18. The method of claim 1, wherein the separation is performed in a capillary tube.

19. The method of claim 1, further comprising detecting at least one of the separated proteins.

20. The method of claim 19, wherein the proteins are detected using laser-induced fluorescence.

21. A method for isolating proteins, comprising:

a. obtaining a biological sample comprising proteins;

b. denaturing the proteins while the proteins are in contact with a mixture of alkyl sulfates having different carbon chain lengths; and

c. separating the proteins using electrophoresis, while the proteins are in contact with a mixture of alkyl sulfates having different carbon chain lengths.

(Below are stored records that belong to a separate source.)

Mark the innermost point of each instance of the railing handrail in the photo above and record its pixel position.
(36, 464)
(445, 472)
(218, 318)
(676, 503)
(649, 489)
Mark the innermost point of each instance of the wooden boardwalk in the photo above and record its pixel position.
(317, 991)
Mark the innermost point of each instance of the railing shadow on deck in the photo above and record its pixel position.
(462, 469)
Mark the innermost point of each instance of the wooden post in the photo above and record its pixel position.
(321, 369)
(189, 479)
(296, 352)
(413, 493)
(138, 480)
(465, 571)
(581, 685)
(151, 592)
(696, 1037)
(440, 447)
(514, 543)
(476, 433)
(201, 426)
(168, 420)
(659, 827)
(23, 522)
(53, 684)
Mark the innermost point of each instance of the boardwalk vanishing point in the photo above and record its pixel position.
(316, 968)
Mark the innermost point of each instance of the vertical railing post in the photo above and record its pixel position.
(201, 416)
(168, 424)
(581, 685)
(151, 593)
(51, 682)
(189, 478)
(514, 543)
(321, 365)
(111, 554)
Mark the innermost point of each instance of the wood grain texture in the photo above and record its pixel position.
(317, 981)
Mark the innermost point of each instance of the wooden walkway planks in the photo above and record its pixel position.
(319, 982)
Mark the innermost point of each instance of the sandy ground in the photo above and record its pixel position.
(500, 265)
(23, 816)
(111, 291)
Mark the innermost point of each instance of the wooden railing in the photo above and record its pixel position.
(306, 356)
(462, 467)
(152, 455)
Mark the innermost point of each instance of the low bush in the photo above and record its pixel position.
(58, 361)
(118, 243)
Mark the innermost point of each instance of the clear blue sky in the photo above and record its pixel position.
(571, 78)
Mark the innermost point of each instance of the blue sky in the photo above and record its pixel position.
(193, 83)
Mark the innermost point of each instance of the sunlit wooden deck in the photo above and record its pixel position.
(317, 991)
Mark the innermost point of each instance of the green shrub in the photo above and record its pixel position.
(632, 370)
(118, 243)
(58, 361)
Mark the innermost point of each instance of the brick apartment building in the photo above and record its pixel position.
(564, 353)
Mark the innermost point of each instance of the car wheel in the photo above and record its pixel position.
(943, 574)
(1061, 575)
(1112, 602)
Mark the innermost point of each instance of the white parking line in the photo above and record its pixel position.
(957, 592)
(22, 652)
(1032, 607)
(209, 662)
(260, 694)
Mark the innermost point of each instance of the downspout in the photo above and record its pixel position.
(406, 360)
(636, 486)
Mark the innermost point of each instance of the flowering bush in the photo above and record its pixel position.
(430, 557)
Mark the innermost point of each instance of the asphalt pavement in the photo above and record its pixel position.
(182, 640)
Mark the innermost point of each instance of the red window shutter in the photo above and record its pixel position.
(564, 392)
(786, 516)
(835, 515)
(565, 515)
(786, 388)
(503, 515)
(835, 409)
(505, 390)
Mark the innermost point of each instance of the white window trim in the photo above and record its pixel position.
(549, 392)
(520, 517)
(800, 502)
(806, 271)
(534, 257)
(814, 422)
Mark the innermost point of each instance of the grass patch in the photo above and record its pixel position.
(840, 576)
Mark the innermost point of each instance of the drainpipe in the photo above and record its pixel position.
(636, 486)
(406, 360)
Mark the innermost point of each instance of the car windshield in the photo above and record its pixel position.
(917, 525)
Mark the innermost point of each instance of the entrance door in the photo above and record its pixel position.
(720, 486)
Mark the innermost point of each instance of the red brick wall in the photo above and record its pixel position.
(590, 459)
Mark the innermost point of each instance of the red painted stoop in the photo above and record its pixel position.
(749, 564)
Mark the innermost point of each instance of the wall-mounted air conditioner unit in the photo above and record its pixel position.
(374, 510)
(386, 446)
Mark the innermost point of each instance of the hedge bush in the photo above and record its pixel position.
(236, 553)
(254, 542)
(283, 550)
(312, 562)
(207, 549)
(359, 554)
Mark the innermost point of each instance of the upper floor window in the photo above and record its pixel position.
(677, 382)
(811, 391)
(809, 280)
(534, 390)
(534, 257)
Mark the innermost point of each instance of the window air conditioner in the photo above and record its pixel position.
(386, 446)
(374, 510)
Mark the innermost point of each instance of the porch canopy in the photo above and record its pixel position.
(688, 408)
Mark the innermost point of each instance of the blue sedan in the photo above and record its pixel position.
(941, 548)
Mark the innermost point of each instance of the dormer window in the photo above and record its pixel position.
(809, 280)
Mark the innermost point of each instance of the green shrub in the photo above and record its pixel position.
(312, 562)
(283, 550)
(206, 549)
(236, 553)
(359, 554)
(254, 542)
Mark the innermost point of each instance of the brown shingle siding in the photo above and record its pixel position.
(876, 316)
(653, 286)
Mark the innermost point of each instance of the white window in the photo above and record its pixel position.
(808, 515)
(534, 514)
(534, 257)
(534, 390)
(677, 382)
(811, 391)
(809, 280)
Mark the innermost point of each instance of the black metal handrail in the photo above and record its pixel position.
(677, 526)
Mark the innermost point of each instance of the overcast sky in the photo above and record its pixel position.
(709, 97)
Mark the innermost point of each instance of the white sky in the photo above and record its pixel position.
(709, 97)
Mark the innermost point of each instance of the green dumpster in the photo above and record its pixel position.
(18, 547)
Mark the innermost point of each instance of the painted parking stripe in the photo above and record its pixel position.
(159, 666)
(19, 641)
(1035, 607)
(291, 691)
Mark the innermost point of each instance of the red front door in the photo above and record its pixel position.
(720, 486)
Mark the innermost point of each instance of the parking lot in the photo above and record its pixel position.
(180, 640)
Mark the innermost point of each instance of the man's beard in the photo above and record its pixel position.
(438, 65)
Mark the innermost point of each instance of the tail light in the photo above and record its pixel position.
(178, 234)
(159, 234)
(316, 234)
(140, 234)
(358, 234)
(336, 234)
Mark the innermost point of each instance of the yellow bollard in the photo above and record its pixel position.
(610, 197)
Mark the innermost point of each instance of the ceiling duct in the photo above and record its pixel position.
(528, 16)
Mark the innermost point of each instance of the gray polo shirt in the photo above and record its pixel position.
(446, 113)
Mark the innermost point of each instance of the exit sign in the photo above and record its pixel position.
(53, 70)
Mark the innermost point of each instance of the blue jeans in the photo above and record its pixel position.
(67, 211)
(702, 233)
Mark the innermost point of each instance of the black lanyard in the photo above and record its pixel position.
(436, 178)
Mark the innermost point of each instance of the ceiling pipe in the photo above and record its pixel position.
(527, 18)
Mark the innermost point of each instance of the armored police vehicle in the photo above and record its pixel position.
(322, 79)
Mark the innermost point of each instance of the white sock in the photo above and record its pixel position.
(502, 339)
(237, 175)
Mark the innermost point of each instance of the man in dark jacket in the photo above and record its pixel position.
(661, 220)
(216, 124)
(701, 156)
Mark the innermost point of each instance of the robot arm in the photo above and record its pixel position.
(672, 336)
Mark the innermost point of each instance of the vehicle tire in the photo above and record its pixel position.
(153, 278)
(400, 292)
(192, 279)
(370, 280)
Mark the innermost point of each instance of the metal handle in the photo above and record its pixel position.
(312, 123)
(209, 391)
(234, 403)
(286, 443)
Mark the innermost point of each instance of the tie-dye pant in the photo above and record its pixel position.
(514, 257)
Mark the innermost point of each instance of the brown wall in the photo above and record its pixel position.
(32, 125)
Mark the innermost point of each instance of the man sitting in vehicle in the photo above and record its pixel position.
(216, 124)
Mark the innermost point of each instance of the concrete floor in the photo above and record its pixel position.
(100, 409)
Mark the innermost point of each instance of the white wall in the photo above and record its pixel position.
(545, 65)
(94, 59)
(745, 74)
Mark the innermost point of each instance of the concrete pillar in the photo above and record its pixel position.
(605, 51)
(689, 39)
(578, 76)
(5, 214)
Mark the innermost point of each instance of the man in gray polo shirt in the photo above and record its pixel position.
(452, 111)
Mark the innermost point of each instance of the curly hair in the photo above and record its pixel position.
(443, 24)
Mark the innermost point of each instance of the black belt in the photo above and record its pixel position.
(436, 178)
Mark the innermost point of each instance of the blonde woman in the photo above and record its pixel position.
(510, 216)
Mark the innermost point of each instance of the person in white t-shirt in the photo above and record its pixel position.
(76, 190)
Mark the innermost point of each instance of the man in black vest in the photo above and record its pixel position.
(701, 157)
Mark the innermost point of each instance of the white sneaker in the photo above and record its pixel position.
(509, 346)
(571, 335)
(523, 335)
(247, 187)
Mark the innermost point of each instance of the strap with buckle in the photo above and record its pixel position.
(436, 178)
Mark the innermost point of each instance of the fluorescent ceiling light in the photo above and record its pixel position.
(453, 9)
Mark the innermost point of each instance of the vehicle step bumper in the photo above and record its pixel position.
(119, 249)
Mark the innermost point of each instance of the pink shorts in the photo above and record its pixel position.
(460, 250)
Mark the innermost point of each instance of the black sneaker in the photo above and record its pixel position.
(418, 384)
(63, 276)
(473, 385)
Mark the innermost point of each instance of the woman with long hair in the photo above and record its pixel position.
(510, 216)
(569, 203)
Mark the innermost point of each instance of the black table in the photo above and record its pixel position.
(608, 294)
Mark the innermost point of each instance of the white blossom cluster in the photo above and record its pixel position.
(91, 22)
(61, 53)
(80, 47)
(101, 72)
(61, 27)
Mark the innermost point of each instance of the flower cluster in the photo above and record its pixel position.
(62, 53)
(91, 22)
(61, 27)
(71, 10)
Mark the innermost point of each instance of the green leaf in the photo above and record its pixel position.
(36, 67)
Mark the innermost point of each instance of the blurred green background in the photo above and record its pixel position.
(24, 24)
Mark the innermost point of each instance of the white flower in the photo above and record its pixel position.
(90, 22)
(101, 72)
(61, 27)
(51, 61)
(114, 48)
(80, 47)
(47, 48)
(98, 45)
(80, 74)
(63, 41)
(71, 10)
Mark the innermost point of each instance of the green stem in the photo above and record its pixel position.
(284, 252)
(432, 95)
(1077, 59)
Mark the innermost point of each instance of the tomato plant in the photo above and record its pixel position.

22. The method of claim 21, further comprising labeling the proteins with a detectable marker.

23. A composition comprising one or more purified proteins and a mixture of alkyl sulfates having different carbon chain lengths, wherein the different carbon chain lengths are from about 3 to about 18 carbons, and wherein the composition comprises alkyl sulfates of about 2, 3 or 4 different carbon chain lengths.

24. The composition of claim 23, wherein the mixture of alkyl sulfates comprises two or three alkyl sulfates selected from the group consisting of dodecyl sulfate, tetradecyl sulfate, and hexadecyl sulfate.

25. The composition of claim 23, wherein the size of at least one of the purified proteins is greater than about 10 kDa.

26. The composition of claim 23 that has about 2 to about 10 different proteins.